20:58 <egg> bofh: yes, but y comes to me in some xmm register, and I need abs y in one too

20:59 APlayer has quit [Ping timeout: 182 seconds]

20:59 <egg> bofh: so if I compute abs y from y with a pand/pandn I'm fine, otherwise I induce a (mild) dependency on the first movq and I need an additional movq that I wouldn't otherwise

21:00 <bofh> okay, I see your point.

21:05 <egg> bofh: amusingly (with haswell, and with the caveats of iaca occasionally being confused), the version with intrinsics is 120 cycles like the positives-only version (in practice and on skylake it's slightly slower, but noticeably less so than doing every integer operation through movqs, see above)
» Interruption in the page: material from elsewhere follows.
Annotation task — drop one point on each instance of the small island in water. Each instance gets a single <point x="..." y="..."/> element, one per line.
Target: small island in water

22:04 <egg> live, uh, lack of cat? https://www.youtube.com/watch?v=O4zKbwnojuY

22:46 <SnoopJeDi> um so apparently LIGO is limited at low frequencies by Brownian motion in the reflective optical coating on the test masses

22:55 <whitequark> uh

22:55 <SnoopJeDi> well, that's the way he phrased it anyhow. I liked it better as he rephrased it: losses in the material correspond directly with thermal noise

22:57 <SnoopJeDi> I didn't realize A+/Voyager were a thing, but apparently they're planning to implement a "squeezed light" (goddammit optics) technique this year to push down the radiative forcing noise

22:58 <egg> bofh: lolwtf, adding branches for rescaling to prevent over/underflow (and correctly handle subnormal values as a side effect) makes the benchmark (main branch) *faster*?!

22:58 <SnoopJeDi> surprising number of orders of magnitude left for a terrestrial GW observatory (if one believes the claims, but I think that's reasonable)

22:59 <egg> bofh: at least you're right that it doesn't slow things down at all :-p

22:59 <egg> all hail speggulative eggsecution

23:06 <Iskierka> for as long as we're allowed to use it

23:08 <egg> bofh: it's not like I tried doing anything smart either https://github.com/eggrobin/Principia/blob/cbrt-benchmarks/benchmarks/cbrt.cpp#L178-L188 (I need to refine and prove the values of smol and big, they're likely way to big and smol respectively)

23:35 <UmbralRaptor> Ellied: what sort of spectral resolution do your glasses get?